震災から1年経った今、心の変化について尋ねた。すると「また目標ができました。家を立てなきゃいかんという目標。子どもたちが帰ってくる場所を確保してやりたい」と言うのだ。

「120歳まで生きられるなら、まだだいぶあるな。まだ半分。100歳くらいで、なすびさんとお仕事できたらよかですな。なすびさんの横で倒れて死ぬのが最高。なすびさん全員が見守ってやんなさる。すごかことですよ」と話す嶋村さんの笑顔は、愛情と責任感に溢れていた。そんな嶋村さんに育てられた“なすびさん”は、生でも食べられるほど水々しく、フルーツのように甘かった。

「終わったことは巻き戻しせんほうがいい」

別れ際に、嶋村さんは「強がりに思われるかもしれんけど、終わったことは巻き戻しせんほうがいい。そんなの聞く方もきつい。弱る話はせん方がいい。急に切り替えはできんけど、ギアチェンジをどこかでせんと。前に自分で進まんと。僕の場合は、なすびさんのおかげでギアチェンジできた」と話してくれた。

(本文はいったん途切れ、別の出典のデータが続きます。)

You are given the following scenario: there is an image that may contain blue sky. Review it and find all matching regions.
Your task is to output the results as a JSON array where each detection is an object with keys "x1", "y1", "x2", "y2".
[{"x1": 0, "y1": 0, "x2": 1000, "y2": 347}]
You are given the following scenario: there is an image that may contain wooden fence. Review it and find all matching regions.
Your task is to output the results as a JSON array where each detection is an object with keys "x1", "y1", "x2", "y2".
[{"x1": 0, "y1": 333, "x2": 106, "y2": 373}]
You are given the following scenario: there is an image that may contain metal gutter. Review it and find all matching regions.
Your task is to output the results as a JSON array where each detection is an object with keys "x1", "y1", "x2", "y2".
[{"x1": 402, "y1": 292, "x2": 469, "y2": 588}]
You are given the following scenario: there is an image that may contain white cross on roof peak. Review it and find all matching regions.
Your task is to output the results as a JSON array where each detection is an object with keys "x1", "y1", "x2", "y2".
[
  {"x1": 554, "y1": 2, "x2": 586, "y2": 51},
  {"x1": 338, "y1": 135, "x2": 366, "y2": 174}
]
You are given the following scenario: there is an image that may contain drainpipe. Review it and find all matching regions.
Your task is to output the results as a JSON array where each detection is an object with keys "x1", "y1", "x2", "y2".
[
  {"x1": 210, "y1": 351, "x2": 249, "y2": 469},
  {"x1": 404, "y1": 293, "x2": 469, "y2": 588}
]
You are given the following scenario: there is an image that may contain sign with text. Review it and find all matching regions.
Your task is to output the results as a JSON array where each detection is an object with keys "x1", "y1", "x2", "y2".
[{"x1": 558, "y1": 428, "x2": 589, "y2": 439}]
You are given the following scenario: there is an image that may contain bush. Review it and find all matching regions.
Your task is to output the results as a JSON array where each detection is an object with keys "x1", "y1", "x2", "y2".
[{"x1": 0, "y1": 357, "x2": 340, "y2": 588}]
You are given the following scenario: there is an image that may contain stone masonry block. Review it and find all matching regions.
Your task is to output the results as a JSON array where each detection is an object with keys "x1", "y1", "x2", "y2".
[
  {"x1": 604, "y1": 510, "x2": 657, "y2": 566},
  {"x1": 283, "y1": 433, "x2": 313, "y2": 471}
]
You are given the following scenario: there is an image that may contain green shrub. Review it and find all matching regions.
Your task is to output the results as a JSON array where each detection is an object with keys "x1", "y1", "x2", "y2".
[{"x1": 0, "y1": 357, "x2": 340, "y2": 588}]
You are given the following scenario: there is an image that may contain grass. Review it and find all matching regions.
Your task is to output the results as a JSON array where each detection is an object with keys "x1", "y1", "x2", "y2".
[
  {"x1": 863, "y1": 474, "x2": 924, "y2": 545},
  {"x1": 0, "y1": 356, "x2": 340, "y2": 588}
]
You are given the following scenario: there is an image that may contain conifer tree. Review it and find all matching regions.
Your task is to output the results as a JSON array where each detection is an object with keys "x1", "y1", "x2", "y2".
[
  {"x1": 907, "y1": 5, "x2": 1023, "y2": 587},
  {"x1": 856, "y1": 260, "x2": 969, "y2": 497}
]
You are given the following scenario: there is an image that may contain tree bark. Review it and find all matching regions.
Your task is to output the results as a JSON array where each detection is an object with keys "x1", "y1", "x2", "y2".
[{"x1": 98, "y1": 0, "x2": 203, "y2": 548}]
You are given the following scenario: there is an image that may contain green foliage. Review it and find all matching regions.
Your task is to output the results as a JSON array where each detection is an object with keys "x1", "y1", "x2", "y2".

翌日、嶋村さんが参加する勉強会に同席させてもらった。6年前に発足した50人程の団体「土の魔術師たち」が開催する熊本の農業を考える勉強会だ。この日は会社経営者である森下惟一さん(50)が講師として、訪れたばかりのフランスの国際農業見本市や商談の話、世界基準に遅れをとる日本の食についてなどを話し、意見交換が活発に行われていた。同団体が見据えているのは、東京オリンピックや世界市場だった。後ろを向いている暇はない。そんな気概を感じずにはいられなかった。

そして、震災の経験と各々の専門性を生かした視点から、今後起きうる震災に活かせることはないだろうかと知恵を絞りあう姿も見られた。

震災で自宅が半壊した森下さんも嶋村さん同様、仕事を1日も休まなかったという。「被災地以外の経済は動いているから、業務をこなさなくてはならなかった。家族の無事さえ確認できれば、家はめちゃめちゃでも、自分が求められるところに走った人は、いっぱいいたと思う。会社が被災を免れていれば、走り続けなければいけなかった」。